To read the press accounts, you'd believe that they were ready to start painting over at the former Sahara. A look at the property suggests that this isn't so. It's not only inactive--it's dilapidated. SBE didn't even show the effort of taking down the Rick Thomas wrap that decorates the south flank of one of the towers. It just doesn't appear that this is a property that's about to be reborn as a hotel that's "just below luxury."
Which, by the way, would make a great album title.
And the financing announcement, as others have said, isn't really much of an announcement: SBE needs to borrow at least $415 million of the $744 million needed to remake the Sahara into SLS Las Vegas. These days, there's not exactly a long line of people waiting to loan money to build more hotel rooms in Las Vegas. So this is far from a done deal.
But there's always the possibility that it might happen and, just like a stopped clock is right twice a day, eventually something probably will be built on that land, "vindicating" Sam Nazarian. Of course, it's highly unlikely that it'll happen in 2014.
If you're wondering why I'm so bearish on the prospects of the SLS Las Vegas, here's why: the plans don't make sense to me. SBE wants to spend $744 million which for about 1,600 rooms and a few amenities.

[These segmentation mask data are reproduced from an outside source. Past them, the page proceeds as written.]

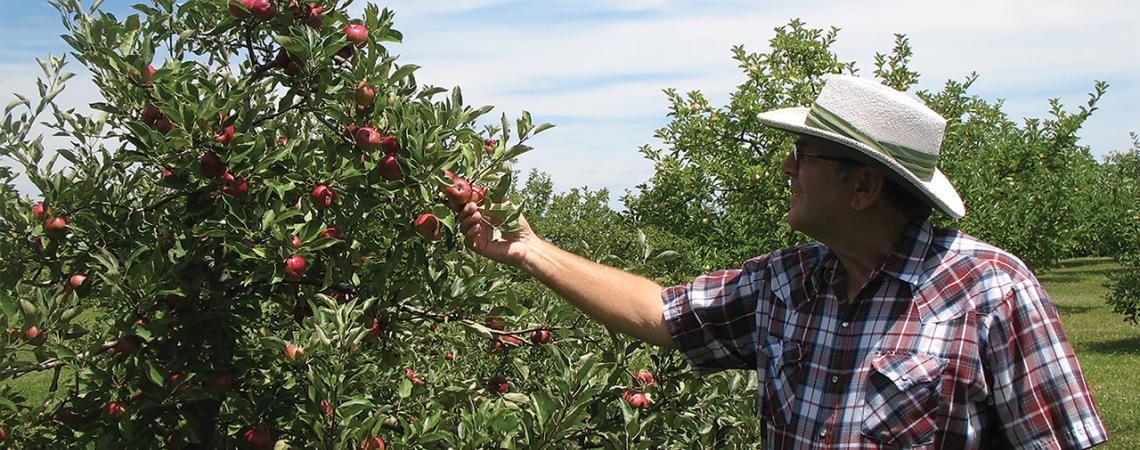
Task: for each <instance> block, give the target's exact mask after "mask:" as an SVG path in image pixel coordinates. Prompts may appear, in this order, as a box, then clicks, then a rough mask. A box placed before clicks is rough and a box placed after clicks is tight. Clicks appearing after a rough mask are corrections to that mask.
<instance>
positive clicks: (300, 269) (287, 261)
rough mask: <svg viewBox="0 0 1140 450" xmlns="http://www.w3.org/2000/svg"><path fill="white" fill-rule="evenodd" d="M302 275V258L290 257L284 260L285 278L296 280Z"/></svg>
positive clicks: (302, 271)
mask: <svg viewBox="0 0 1140 450" xmlns="http://www.w3.org/2000/svg"><path fill="white" fill-rule="evenodd" d="M301 273H304V257H302V256H301V255H292V256H290V257H286V259H285V278H288V279H298V278H301Z"/></svg>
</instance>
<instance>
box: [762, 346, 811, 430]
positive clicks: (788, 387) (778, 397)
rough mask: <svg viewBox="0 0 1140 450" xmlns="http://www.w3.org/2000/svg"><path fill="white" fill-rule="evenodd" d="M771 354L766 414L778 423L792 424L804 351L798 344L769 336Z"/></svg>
mask: <svg viewBox="0 0 1140 450" xmlns="http://www.w3.org/2000/svg"><path fill="white" fill-rule="evenodd" d="M764 353H765V355H767V383H766V384H765V391H764V392H765V395H764V398H765V402H764V407H763V409H762V417H763V418H764V419H767V420H768V422H769V423H771V424H773V425H776V426H785V425H788V424H790V423H791V419H792V416H793V411H792V406H793V404H795V402H796V386H795V384H793V383H795V381H796V379H797V377H796V374H797V373H798V371H799V369H800V362H801V361H803V359H804V353H803V350H801V347H800V345H799V344H798V343H795V342H791V341H783V339H779V338H775V337H772V336H768V342H767V344H766V345H765V349H764Z"/></svg>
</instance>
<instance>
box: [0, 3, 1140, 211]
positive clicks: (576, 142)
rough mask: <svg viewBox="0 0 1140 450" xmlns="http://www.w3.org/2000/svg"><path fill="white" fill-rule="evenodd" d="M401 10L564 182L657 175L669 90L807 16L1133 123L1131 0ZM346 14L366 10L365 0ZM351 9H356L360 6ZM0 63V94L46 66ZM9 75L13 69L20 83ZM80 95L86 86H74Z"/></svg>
mask: <svg viewBox="0 0 1140 450" xmlns="http://www.w3.org/2000/svg"><path fill="white" fill-rule="evenodd" d="M381 5H382V6H384V7H390V8H392V9H393V10H394V11H396V13H397V16H396V18H397V24H396V26H397V28H398V30H400V31H401V32H404V35H405V42H404V43H400V44H393V46H392V47H391V48H392V50H393V51H394V52H397V54H400V55H401V62H402V63H414V64H418V65H421V66H422V67H423V68H422V69H421V71H420V72H418V75H417V79H418V80H420V82H421V83H432V84H437V85H443V87H451V85H456V84H458V85H462V88H463V91H464V98H465V100H466V101H467V103H469V104H473V105H483V104H492V105H496V106H497V112H496V116H497V114H498V113H503V112H506V113H507V114H508V115H511V116H516V115H518V113H519V112H520V111H522V109H527V111H530V112H532V113H534V114H535V120H536V121H554V122H557V120H552V118H544V117H556V118H559V120H562V121H563V122H564V123H562V124H560V126H559V128H556V129H554V130H551V131H548V132H547V133H546V134H544V136H540V137H539V138H537V139H536V140H535V141H534V144H535V145H536V146H537V147H538V149H537V150H535V152H534V153H531V154H528V155H526V156H524V157H523V158H522V162H521V163H522V166H523V167H537V169H539V170H543V171H546V172H549V173H551V174H552V179H553V180H554V181H555V183H556V186H557V187H559V188H560V189H564V188H568V187H572V186H581V185H589V186H592V187H594V186H597V187H611V188H618V187H620V189H613V190H614V193H616V194H619V193H620V191H621V190H622V189H624V188H627V187H632V186H634V185H636V183H640V182H643V181H645V179H648V178H649V175H650V174H651V173H652V167H651V166H649V163H648V162H645V161H644V159H642V158H641V155H640V154H638V153H637V152H636V148H637V146H640V145H643V144H655V140H654V139H653V138H652V134H653V131H654V129H655V128H658V126H660V125H662V124H665V123H666V122H667V117H666V106H667V105H666V101H665V96H663V95H662V93H661V90H662V89H665V88H677V89H678V90H681V91H687V90H701V91H703V92H705V93H706V95H708V96H709V97H711V98H712V99H714V100H716V101H718V103H724V101H726V100H727V95H728V93H730V92H731V91H732V90H733V89H734V88H735V85H736V84H738V83H739V82H740V81H741V75H740V71H739V68H738V67H736V66H735V62H734V60H732V58H731V52H730V48H731V47H732V46H734V44H744V46H746V48H747V49H748V50H749V51H764V50H765V49H766V47H767V41H768V40H769V39H771V38H772V36H773V28H775V27H776V26H780V25H783V24H787V22H788V21H789V19H790V18H793V17H799V18H801V19H804V21H805V22H806V23H807V25H808V26H812V27H830V26H832V25H834V26H838V27H840V28H841V31H840V33H839V39H838V41H837V44H836V51H837V52H838V54H839V56H840V57H841V58H844V59H846V60H855V62H856V63H857V65H858V67H860V68H861V72H862V73H863V74H864V75H865V76H870V72H871V69H872V68H873V67H872V63H873V55H874V54H876V52H885V51H889V50H890V48H891V47H893V44H894V33H905V34H907V35H909V38H910V41H911V44H912V47H913V49H914V57H913V59H912V64H911V66H912V68H914V69H917V71H919V72H920V73H922V75H923V77H922V81H921V83H920V88H923V89H938V88H939V87H941V85H942V83H943V82H944V81H945V80H947V79H953V80H962V79H963V77H964V76H966V75H967V74H968V73H969V72H971V71H976V72H978V74H979V75H980V79H979V80H978V82H977V83H976V84H975V89H974V92H975V93H977V95H980V96H983V97H985V98H987V99H998V98H1003V99H1007V103H1005V106H1007V107H1005V111H1007V112H1008V113H1009V114H1010V115H1011V116H1012V117H1021V116H1044V115H1045V114H1047V113H1048V104H1047V101H1045V100H1047V99H1049V98H1053V97H1058V98H1060V99H1061V100H1062V101H1064V103H1065V104H1066V105H1067V106H1068V108H1069V109H1072V108H1075V107H1076V106H1077V105H1083V104H1084V101H1085V99H1086V93H1088V92H1089V91H1090V90H1091V89H1092V82H1093V80H1105V81H1108V82H1109V83H1112V84H1113V87H1112V88H1110V89H1109V92H1108V95H1107V96H1106V97H1105V99H1104V100H1102V103H1101V105H1100V107H1101V108H1100V111H1098V112H1097V113H1094V114H1093V116H1092V118H1090V120H1089V121H1088V122H1086V124H1085V129H1084V130H1082V132H1081V136H1082V142H1084V144H1086V145H1090V146H1092V148H1093V150H1094V153H1097V154H1104V153H1106V152H1108V150H1118V149H1124V148H1126V147H1127V146H1129V136H1127V132H1129V131H1131V130H1137V129H1138V128H1140V112H1138V109H1135V108H1134V106H1133V105H1135V104H1140V83H1137V82H1135V81H1134V80H1135V79H1137V75H1138V74H1140V47H1137V46H1133V44H1130V43H1129V42H1140V27H1138V26H1137V23H1135V18H1137V17H1140V3H1133V2H1127V1H1107V0H1102V1H1085V2H1070V1H1060V0H1048V1H1027V0H1013V1H1002V2H992V1H983V0H966V1H960V2H954V3H945V2H906V3H899V2H897V1H893V0H863V1H852V2H824V1H814V2H813V1H798V2H797V1H790V0H789V1H775V2H773V1H765V2H755V1H739V0H738V1H722V0H717V1H679V0H678V1H669V0H630V1H624V2H611V1H602V0H588V1H576V2H570V1H538V2H535V1H521V0H470V1H457V0H456V1H431V2H425V1H418V0H415V1H413V0H394V1H390V2H384V3H381ZM353 8H363V6H361V5H360V3H356V5H355V7H353ZM355 14H356V15H359V9H357V13H355ZM27 63H28V64H30V65H28V66H24V67H25V68H11V69H8V68H5V67H0V80H3V81H5V84H0V91H6V90H8V89H9V87H10V85H11V84H9V81H13V80H16V81H17V82H18V80H19V77H21V76H23V77H27V76H28V75H27V74H34V73H36V72H38V68H35V66H34V63H32V62H31V60H28V62H27ZM13 76H14V77H13ZM68 92H70V93H71V96H70V97H68V98H74V99H75V101H76V103H78V104H83V105H86V104H87V103H89V101H92V100H93V99H80V98H79V97H80V95H87V93H89V92H88V91H83V90H82V89H75V85H74V83H73V87H72V88H68Z"/></svg>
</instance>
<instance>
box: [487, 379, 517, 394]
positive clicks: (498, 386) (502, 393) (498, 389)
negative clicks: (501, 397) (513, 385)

This is in the awkward in-between place, above the range of the Tropicana's $165 million makeover but less than the $4 billion or so the Cosmopolitan cost to build. Which sounds great, if you're a "lets meet in the middle" kind of guy, but in fact just means that you don't get the savings of more modest renovation but also don't get the benefits of completely new construction. And it's difficult to see how this prices out.
Now I'm going to break out some numbers, with the caveat that these are very, very speculative, and not at all my projections of what the property would do financially.

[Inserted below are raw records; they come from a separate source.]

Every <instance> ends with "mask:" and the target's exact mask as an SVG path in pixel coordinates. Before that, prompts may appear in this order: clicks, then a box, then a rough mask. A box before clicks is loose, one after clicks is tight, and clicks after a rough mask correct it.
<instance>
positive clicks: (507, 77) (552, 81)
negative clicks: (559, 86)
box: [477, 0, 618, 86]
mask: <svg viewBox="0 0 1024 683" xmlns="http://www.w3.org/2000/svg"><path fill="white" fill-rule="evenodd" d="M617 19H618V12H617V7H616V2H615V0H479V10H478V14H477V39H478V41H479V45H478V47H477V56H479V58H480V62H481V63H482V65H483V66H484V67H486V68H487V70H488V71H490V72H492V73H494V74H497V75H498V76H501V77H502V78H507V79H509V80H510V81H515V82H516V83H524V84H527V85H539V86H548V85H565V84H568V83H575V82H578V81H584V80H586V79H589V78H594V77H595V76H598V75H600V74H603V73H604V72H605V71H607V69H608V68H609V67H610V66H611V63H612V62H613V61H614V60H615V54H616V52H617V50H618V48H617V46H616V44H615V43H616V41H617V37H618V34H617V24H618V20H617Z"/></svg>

With 1,622 rooms and an ADR of $200, the SLS would pull in $118 million in room revenues a year, with 100% occupancy.That's being pretty generous, since the Bellagio, which is definitely luxury, is starting at $149/night on Expedia right now. Of course, the SLS would have a casino, dining, and nightclubs as well, so lets say that rooms only represent a quarter of the property's total revenues. That gives me a best-case scenario of $474 million in annual revenues, which looks pretty good, until you consider that we haven't accounted for any expenses yet. Payroll will probably eat up about 33% of that, so we're down to $365 million. Then you've got to account for comps (probably about 26% of gaming revenues), cost of sales, and other expenses. Which tells me that, even if everything broke perfectly, it's tough to project out how this makes money, particularly when the project is carrying a debt load of $415 million.
To be fair, I've been wrong before. I was very, very skeptical of the Plaza's chances of reopening Downtown. It wasn't until I personally saw the work happening in the rooms (and a ballroom filled with Fontainebleau furniture) that I changed my tune. Maybe I'm missing something here.

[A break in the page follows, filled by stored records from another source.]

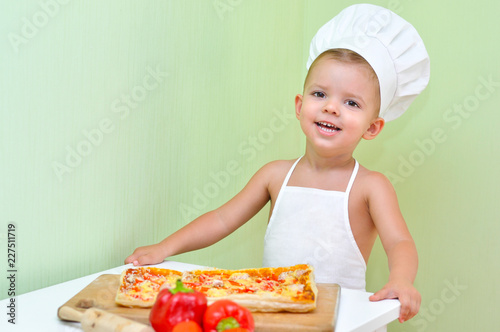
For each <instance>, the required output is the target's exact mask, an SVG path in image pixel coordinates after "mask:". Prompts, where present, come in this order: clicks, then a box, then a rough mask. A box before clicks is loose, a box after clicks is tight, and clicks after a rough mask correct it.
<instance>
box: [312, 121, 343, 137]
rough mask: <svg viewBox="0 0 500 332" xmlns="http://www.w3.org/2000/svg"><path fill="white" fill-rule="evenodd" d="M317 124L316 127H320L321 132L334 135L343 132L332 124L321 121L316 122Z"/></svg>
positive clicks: (335, 126)
mask: <svg viewBox="0 0 500 332" xmlns="http://www.w3.org/2000/svg"><path fill="white" fill-rule="evenodd" d="M315 124H316V126H318V128H319V130H320V131H322V132H325V133H327V134H333V133H336V132H339V131H341V130H342V129H340V128H339V127H337V126H336V125H334V124H333V123H330V122H324V121H319V122H315Z"/></svg>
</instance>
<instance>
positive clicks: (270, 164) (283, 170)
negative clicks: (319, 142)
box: [257, 159, 296, 184]
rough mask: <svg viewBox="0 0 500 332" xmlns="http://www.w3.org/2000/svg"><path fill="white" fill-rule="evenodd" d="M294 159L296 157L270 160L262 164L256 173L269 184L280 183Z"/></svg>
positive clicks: (295, 160)
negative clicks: (274, 159) (265, 162)
mask: <svg viewBox="0 0 500 332" xmlns="http://www.w3.org/2000/svg"><path fill="white" fill-rule="evenodd" d="M295 161H296V159H292V160H275V161H271V162H269V163H267V164H265V165H264V166H262V167H261V168H260V169H259V171H258V172H257V175H258V176H259V177H261V178H265V179H266V180H267V182H268V183H269V184H275V183H282V182H283V180H284V179H285V177H286V174H287V173H288V171H289V170H290V168H291V167H292V166H293V163H294V162H295Z"/></svg>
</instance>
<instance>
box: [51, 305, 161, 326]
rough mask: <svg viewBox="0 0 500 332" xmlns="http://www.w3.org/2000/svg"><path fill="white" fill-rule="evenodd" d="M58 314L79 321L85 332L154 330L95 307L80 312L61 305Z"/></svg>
mask: <svg viewBox="0 0 500 332" xmlns="http://www.w3.org/2000/svg"><path fill="white" fill-rule="evenodd" d="M58 315H59V317H60V318H61V319H64V320H70V321H74V322H81V323H82V329H83V330H84V331H86V332H90V331H92V332H114V331H120V332H154V330H153V328H152V327H150V326H147V325H144V324H141V323H139V322H136V321H133V320H130V319H127V318H124V317H121V316H118V315H115V314H112V313H109V312H106V311H103V310H100V309H95V308H90V309H87V310H85V312H83V313H82V312H81V311H78V310H76V309H73V308H71V307H68V306H62V307H61V308H59V313H58Z"/></svg>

On the other hand, maybe I'm not. Back when the mini-casino idea in Atlantic City was first mooted, I looked at the numbers and decided it made absolutely no sense. But no, press reports insisted, Hard Rock wants to spend $300 million on a mini-casino!
So I looked at the numbers more closely, and decided that, instead of building a mini-casino for $300 million, you'd be better off buying the Trump Marina and renovating it. That was back in March 2010. In February 2011, Landry's bought Trump Marina for $38 million and is currently renovating it into the Golden Nugget Atlantic City. Hard Rock recently announced that its mini-casino will be "delayed," or might not happen at all. Not really surprising.
A few years ago, it seemed like the market would support anything in Las Vegas. That was never really the case, but smart people convinced themselves it was true. There is room for growth in Las Vegas, and undoubtedly something new is going to be built, maybe sooner than we think. I just don't think, for the reasons explained above, it's going to be the SLS Sahara.